子どもを励ましたいのに……


前回のコラムでは、受験の追い込み時期に成績が下がってしまった時、
励ましの声がけのコツとして、心から「大丈夫」だと信じ抜くことをお伝えしました。

落ち込んだ時にこそ家族の支えが力になる -教育コーチングの視点-

ほかにも、過去の成功体験にアクセスするという手法もあります。

「あの時うまくいったのは、何があったからだと思う?」

「落ち込みから抜け出すために、この前はどうしたんだっけ?」

子どもが過去の成功体験を思い起こせるような問いかけをすることで、
自分で乗り越えられた経験を思い出させてあげるのです。

しかし、時々こういうことが起こります。勉強は頑張っているのだけれど、
実際のところ成績はあまり上がっていない。「大丈夫」だと信じてあげたいし、
そう声をかけて勇気づけてあげたい。
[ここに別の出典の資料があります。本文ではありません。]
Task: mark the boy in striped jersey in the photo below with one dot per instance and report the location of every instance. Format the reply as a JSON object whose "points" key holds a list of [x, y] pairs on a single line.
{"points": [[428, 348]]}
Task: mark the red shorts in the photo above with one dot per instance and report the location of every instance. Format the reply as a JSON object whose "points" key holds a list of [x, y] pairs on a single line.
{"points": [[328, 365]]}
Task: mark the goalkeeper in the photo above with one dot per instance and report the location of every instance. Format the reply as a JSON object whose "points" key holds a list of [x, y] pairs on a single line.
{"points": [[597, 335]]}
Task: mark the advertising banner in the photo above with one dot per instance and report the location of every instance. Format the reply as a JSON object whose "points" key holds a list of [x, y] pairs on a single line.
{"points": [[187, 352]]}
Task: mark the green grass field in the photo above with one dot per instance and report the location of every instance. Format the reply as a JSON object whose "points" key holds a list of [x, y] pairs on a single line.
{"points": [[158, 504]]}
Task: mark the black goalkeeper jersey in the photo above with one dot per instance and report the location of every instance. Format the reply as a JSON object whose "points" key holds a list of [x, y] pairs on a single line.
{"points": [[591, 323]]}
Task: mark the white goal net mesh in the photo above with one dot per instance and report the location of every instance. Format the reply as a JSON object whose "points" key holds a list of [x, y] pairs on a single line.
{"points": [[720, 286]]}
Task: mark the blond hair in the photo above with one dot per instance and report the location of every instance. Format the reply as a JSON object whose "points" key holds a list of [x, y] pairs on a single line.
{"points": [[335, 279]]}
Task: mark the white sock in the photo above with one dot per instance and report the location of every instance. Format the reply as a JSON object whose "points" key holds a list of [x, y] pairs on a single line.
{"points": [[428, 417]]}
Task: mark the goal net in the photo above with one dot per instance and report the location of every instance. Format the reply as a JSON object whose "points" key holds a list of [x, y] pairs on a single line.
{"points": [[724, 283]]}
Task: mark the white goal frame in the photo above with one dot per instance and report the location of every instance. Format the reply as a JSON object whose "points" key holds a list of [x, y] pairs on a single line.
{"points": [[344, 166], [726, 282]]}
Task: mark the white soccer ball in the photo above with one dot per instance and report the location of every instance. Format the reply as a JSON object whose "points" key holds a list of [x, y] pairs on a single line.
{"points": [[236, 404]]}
でも、過去を振り返っても

「あの時もこうだったから」

と、ピックアップできるような成功体験が見つけられない……。

そういう時には、お母さんやお父さんの成功体験を語るだけでも効果はあります。
ただし、この場合にはちょっとした注意が必要です。

1つは、ただの自慢話にならないようにすること。
もう1つは「お母さん(お父さん)にも同じような経験があるよ。

その時はとても落ち込んだけれど、◯◯◯な気持ちになったらまた頑張れた

というような一般論にならないようにすること、です。

気持ちを切り替えられたキッカケのこと
(誰に何を言われた、手にした漫画や本にこう書いてあった)
や、もう一踏ん張りしたからこそ得られたものがなんなのかなど、
できるだけ具体的なエピソードを交え、子どもの心に届くような、
なんらかのキッカケを与えられるような言葉を選び、

彼・彼女が再び前を向いて進めるような環境を整えてあげてください。